Em North Berwick, na Escócia, foi então estabelecido um dos maiores pontos de encontro entre bruxos e bruxas durante a idade média. Foi nessa localidade, numa pequena e aconchegante taberna denominada “O Texugo”, que se conheceram, pela primeira vez, quatro figuras cujos nomes iriam prevalecer eternamente na história.

O encontro teve lugar num dia chuvoso de inverno no ano de 978.

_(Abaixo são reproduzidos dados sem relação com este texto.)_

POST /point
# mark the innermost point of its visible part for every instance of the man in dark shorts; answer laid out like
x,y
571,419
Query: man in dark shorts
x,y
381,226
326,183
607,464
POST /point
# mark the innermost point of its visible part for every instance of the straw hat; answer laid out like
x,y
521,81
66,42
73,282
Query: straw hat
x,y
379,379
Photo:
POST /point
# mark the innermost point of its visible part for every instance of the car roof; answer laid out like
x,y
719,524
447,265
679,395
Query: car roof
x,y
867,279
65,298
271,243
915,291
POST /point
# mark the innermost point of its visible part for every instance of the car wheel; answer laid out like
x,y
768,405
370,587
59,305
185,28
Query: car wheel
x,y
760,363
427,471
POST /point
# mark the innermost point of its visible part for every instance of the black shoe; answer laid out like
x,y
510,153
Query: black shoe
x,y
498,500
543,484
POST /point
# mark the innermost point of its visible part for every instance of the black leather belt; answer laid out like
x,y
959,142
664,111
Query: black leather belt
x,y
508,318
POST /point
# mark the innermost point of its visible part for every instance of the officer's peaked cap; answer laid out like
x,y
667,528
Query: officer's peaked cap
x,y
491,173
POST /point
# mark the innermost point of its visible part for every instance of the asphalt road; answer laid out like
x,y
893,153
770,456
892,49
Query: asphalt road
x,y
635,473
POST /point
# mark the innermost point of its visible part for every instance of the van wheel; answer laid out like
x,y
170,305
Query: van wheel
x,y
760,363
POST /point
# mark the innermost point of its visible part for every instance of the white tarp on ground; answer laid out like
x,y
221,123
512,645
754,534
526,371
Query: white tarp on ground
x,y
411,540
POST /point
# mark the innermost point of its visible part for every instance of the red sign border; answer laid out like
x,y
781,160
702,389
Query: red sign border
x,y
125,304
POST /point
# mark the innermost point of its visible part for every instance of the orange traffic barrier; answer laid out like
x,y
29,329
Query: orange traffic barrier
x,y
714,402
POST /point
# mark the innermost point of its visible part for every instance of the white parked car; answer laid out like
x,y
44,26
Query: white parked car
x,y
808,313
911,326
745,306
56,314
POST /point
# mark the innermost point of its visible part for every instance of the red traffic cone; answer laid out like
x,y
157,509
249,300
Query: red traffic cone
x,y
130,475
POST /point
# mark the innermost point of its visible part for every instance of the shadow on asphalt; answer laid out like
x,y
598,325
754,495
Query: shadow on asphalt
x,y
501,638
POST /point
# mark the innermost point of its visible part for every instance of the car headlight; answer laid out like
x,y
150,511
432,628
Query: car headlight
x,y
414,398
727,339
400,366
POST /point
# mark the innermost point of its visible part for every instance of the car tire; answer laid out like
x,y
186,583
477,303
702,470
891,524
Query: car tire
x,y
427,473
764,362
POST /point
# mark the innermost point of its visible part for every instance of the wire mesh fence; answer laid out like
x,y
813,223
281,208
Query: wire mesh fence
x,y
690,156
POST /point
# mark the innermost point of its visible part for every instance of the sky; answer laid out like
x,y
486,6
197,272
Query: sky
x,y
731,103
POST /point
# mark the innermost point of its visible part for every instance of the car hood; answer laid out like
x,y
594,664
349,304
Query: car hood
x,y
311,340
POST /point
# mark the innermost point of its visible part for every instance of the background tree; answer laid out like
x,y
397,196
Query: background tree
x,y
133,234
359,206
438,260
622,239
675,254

Mal o sol se tinha posto, e a taberna já estava cheia de clientes, todos a tentar fugir da chuva e do vento, ao ponto de nem sequer um niffler conseguir entrar ali tal era o tamanho da multidão. No balcão, um homem de barba emaranhada e rosto vermelho servia o vinho, sempre sorridente, apesar de mal conseguir ver a cara das pessoas devido ao fumo do tabaco e das velas. Uma fila interminável de feiticeiros gritava para serem atendidos, e o coitado do senhor não conseguia dar conta de tudo sozinho. Infelizmente, já tinha perdido a esposa de vista após ela sair pela sala com diversas travessas de comida e bebida a flutuarem atrás de si.

— Helguinha, minha querida, vem aqui um instante! — Limpou a cara suada num pano e, com a ajuda da varinha, encheu mais de vinte copos de vinho, que logo desapareceram num piscar de olhos. — Helguinha!

— Pelas barbas sujas de Merlin mas qu… — Por detrás do velho senhor, surgiu da cozinha uma bruxa corpulenta e de cara igualmente corada. Trazia o cabelo castanho solto e o vestido amarelo simples era coberto por um avental, este já manchado do que o senhor suspeitava ser a cobertura da famosa tarte de abóbora da filha. — Nay, is’t assim não pode ser pai!

A mulher puxou do bolso do avental a varinha e apontou para a porta que dava acesso à despensa. A parede desapareceu num instante, tal como a porta e as prateleiras do interior. A bruxa fez flutuar toda a comida ali armazenada em direção à cozinha e transfigurou os barris de bebida, já vazios, em mesas redondas e cadeiras suficientes para sentar quase todos os que estavam de pé a tapar a entrada. 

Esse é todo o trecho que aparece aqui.